Île-de-France Mobilités a reçu la certification HQE Infrastructures Durables pour le Câble C1, premier téléphérique urbain de la région. Long de 4,5 km entre Créteil et Villeneuve-Saint-Georges, l’ouvrage 100 % électrique a été distingué pour sa sobriété énergétique et son intégration territoriale par l’organisme CERTIVEA.
Trois années de travaux ont suffi. Le Câble C1, premier téléphérique urbain d’Île-de-France, a reçu le 2 juin dernier la certification Haute Qualité Environnementale (HQE) Infrastructures Durables des mains de Claire Tikhonoff, directrice du développement de CERTIVEA. Arnaud Crolais, directeur des infrastructures, et Christophe Surowiec, chargé de projets chez Île-de-France Mobilités, ont accepté la distinction lors du salon de l’Association des maires de France. Un ouvrage de 4,5 kilomètres qui relie Créteil à Villeneuve-Saint-Georges en survolant coupures routières, voies TGV et gare de triage.
Une infrastructure sobre par conception
Le téléphérique francilien affiche des performances énergétiques rares pour un transport collectif. Entièrement électrique et raccordé au réseau Enedis, il n’émet aucun CO₂ en exploitation directe. Sa consommation, évaluée à environ 0,1 kWh par passager et par kilomètre, le place cinq fois en dessous d’un bus diesel et dix fois sous une voiture individuelle.
L’empreinte au sol a été réduite au strict nécessaire. Le tracé aérien limite les interventions terrassières aux pylônes et aux stations. Les gares mobilisent du béton bas carbone tandis que les pylônes intègrent de l’acier recyclé. L’ensemble s’insère le long de La Végétale, coulée verte dont la biodiversité a été préservée grâce à une implantation soignée.

Désenclaver sans artifice
Le Câble C1 franchit des obstacles qui fragmentaient jusqu’ici le territoire du Val-de-Marne. Routes, voies ferrées, zone de triage : autant de barrières que l’ouvrage aérien traverse sans infrastructures lourdes. Résultat, un parcours de 18 minutes là où le réseau de bus exigeait plus de 40 minutes. Les cabines, d’une capacité de dix places assises, défilent toutes les 22 à 30 secondes aux heures de pointe pour un débit de 1 600 personnes par heure, soit près de 11 000 passagers quotidiens.

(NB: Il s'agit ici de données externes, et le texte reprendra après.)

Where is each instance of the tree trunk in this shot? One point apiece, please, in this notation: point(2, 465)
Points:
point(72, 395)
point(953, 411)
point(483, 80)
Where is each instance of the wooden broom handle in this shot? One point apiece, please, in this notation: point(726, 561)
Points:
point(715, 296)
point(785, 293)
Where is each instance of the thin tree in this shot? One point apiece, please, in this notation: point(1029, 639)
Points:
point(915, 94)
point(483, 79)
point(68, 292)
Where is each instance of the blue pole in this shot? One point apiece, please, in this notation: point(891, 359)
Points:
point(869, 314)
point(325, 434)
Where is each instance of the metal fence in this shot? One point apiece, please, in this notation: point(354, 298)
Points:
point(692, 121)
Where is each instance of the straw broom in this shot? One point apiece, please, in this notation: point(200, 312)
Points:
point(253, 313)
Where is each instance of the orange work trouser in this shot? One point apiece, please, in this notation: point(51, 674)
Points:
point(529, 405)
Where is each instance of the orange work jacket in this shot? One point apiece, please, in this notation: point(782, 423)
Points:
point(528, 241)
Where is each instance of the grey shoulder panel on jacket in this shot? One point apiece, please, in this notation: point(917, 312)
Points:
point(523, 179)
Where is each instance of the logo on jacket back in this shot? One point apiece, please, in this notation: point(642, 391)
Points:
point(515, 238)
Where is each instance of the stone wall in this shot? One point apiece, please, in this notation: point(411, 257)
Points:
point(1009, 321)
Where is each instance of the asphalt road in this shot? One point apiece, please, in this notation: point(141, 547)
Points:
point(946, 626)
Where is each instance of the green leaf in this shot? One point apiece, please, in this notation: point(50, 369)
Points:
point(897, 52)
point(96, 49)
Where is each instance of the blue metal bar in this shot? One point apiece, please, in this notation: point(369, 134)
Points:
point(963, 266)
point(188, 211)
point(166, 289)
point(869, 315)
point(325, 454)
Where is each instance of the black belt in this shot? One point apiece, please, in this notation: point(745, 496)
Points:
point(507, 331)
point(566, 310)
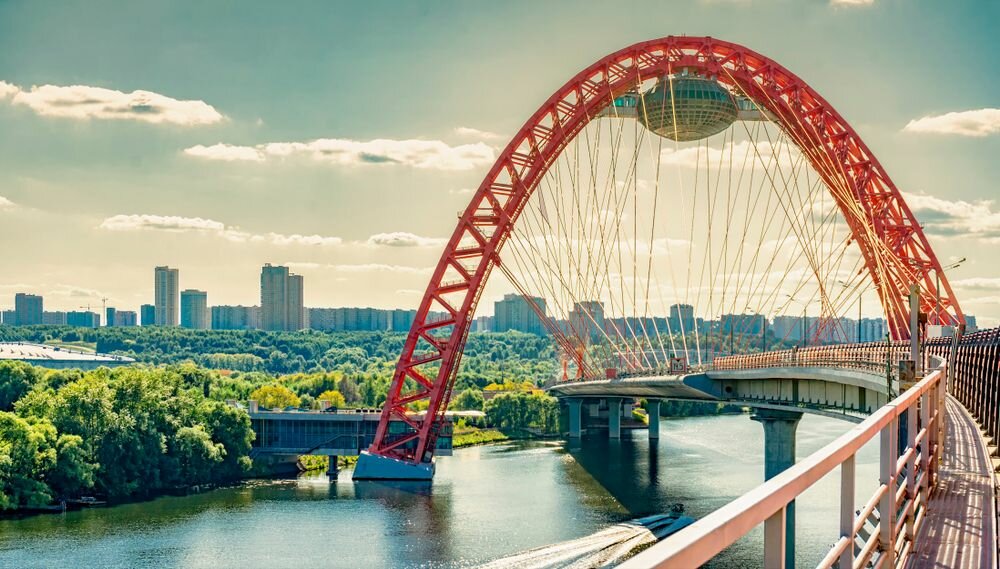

L’accessibilité universelle guide la conception : embarquement de plain-pied, sièges rétractables pour fauteuils roulants, isolation phonétique. À 50 mètres, le niveau sonore ne dépasse pas 50 décibels. « Le Câble C1 illustre la capacité d’Île-de-France Mobilités à conjuguer ambition territoriale et exigence environnementale », résume Arnaud Crolais. « Les trois piliers du développement durable, social, environnemental et économique, ont guidé la conception de bout en bout. Le référentiel HQE Infrastructures Durables a permis de cadrer et d’accompagner la démarche environnementale, de la programmation jusqu’à la réalisation du chantier. »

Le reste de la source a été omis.